Most importantly, the operation, code-named Operation El Dorado Canyon, targeted Gaddafi’s Bab al-Azizia compound in Tripoli. Bab al-Azizia wasn’t just the nerve center for Libya’s entire armed forces; it was also Gaddafi’s official private residence.
Because the U.S. was denied the use of airspace over France, Spain, and Italy due to their objections over the American use of force, the F-111 Aardvarks and A-6 Intruders being used in the operation would have to fly around continental Europe, over 6,000 miles round-trip, and conduct several aerial refuelings along the way.
Some 28 KC-10 Extenders and KC-135 Stratotankers took off from airfields in England on April 14, 1986, followed by 24 F-111 Aardvarks and five EF-111 Ravens. And that was just the Air Force. The Midway-class aircraft carrier USS Coral Sea and the Kitty Hawk-class supercarrier USS America were in the Mediterranean, carrying A-6 Intruders, A-7 Corsairs, and F/A-18 Hornets.
Together, they raided Libyan defenses all across the country in an effort to end or suppress its ability to train and conduct terrorist operations. At 1:54 a.m., the EF-111s and EA-6B Prowlers began jamming Libya’s sensor networks. At 2:00 a.m., the full attack began. It took only 12 minutes for all aircraft to drop 60 tons of munitions on their targets. President Reagan warned that the United States would do it again if necessary.
An estimated 45 Libyan troops and 30 civilians were killed, but Muammar Gaddafi was not one of them. Bombs struck the residence of the Libyan dictator during the attack, but he escaped, having been warned about the attack by Italian Prime Minister Bettino Craxi.
The U.S. lost one F-111 to enemy fire, shot down over the Gulf of Sidra. Air Force pilots Capt. Fernando L. Ribas-Dominicci and Capt. Paul F. Lorence died following the shoot-down. Gaddafi would hold the remains of Ribas-Dominicci until 1988 when Pope John Paul II secured its release. The remains of Capt. Lorance are still missing.

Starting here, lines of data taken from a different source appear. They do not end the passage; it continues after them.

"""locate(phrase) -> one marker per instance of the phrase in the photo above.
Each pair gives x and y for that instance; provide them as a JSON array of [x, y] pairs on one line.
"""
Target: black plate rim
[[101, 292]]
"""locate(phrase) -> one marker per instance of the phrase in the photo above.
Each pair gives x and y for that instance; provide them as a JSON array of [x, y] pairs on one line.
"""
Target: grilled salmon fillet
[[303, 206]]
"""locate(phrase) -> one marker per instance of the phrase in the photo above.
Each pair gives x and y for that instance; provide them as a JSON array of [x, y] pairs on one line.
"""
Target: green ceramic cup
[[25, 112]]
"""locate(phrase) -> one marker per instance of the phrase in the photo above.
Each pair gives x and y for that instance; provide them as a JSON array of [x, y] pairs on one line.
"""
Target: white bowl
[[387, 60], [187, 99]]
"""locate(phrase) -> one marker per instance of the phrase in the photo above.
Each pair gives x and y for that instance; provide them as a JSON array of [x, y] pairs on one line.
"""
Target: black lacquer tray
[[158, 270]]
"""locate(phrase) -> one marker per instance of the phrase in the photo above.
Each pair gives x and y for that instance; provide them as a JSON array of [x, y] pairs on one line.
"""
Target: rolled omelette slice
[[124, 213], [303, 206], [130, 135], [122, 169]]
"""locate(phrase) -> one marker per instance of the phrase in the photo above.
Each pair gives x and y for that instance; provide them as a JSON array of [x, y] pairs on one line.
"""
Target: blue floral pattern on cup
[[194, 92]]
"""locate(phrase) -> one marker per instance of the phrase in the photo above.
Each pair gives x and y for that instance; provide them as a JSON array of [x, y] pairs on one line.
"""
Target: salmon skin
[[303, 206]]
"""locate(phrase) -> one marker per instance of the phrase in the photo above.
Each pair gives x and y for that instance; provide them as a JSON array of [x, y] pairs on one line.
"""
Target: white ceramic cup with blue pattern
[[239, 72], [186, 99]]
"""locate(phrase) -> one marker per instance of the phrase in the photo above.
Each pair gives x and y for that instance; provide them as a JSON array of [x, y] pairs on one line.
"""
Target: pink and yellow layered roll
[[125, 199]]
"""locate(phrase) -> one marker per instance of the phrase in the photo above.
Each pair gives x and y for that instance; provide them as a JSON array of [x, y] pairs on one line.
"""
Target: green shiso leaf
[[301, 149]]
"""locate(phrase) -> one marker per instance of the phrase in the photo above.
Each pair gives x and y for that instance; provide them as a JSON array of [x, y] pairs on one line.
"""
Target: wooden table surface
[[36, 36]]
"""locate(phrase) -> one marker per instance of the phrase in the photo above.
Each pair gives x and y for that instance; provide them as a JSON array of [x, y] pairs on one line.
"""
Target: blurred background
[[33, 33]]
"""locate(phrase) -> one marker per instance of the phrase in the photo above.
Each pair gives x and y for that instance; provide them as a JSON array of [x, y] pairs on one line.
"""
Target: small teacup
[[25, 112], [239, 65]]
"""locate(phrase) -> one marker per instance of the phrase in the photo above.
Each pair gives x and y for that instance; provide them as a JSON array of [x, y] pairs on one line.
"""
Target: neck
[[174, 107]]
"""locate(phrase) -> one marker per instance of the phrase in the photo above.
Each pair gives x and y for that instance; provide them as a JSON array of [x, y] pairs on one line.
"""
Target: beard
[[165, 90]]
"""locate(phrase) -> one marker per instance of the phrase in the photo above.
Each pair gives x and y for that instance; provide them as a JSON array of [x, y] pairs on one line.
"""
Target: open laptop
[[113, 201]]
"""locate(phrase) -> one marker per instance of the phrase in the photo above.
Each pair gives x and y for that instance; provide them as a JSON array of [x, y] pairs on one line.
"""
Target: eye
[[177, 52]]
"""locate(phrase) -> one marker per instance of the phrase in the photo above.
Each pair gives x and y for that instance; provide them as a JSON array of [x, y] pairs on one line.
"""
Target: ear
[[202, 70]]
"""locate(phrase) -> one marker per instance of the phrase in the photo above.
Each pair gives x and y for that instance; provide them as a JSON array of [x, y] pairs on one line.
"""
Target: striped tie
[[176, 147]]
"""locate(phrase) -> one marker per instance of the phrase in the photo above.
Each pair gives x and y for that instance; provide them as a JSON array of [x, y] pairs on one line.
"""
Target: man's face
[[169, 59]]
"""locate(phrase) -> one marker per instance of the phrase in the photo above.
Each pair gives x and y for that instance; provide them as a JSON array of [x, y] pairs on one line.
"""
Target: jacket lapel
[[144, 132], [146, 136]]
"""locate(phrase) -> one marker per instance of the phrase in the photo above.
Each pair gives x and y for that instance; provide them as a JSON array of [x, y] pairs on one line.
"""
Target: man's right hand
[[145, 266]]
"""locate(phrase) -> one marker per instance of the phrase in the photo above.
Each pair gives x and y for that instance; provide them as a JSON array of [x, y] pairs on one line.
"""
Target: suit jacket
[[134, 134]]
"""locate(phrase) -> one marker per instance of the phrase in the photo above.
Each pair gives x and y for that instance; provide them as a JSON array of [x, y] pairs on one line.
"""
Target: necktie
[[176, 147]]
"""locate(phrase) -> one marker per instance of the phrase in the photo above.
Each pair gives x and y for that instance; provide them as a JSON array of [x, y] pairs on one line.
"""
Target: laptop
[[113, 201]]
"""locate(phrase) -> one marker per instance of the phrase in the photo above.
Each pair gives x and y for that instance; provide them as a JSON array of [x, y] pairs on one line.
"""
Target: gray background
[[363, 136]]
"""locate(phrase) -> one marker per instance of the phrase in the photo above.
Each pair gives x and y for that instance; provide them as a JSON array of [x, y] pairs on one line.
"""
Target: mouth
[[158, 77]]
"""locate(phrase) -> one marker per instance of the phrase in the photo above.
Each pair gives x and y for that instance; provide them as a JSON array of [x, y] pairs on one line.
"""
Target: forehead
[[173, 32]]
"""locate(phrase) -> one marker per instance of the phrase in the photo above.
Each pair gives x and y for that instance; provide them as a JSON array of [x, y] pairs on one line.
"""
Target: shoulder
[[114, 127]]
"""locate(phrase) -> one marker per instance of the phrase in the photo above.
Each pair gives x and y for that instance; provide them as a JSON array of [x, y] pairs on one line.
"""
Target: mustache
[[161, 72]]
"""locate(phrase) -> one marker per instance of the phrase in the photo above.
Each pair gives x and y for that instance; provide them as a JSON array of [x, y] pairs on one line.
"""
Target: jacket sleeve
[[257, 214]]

Enraged at the attack, Gaddafi accused President Reagan of trying to kill him in his own home, and Libya was far from finished supporting international terrorism. Western journalists and tourists were kidnapped and killed by Libyan agents and Libyan-supported terror groups in the Middle East. In 1988, Libya bombed Pan-Am Flight 103 over Lockerbie, Scotland, in retaliation, killing 259 people.
Gaddafi would not renounce terrorism until after the 9/11 attacks on the United States, attacks he condemned. He would also renounce his weapons of mass destruction programs and pay compensation to the families of the victims of the Berlin bombing, the Lockerbie bombing, and other acts of terror in the years that followed.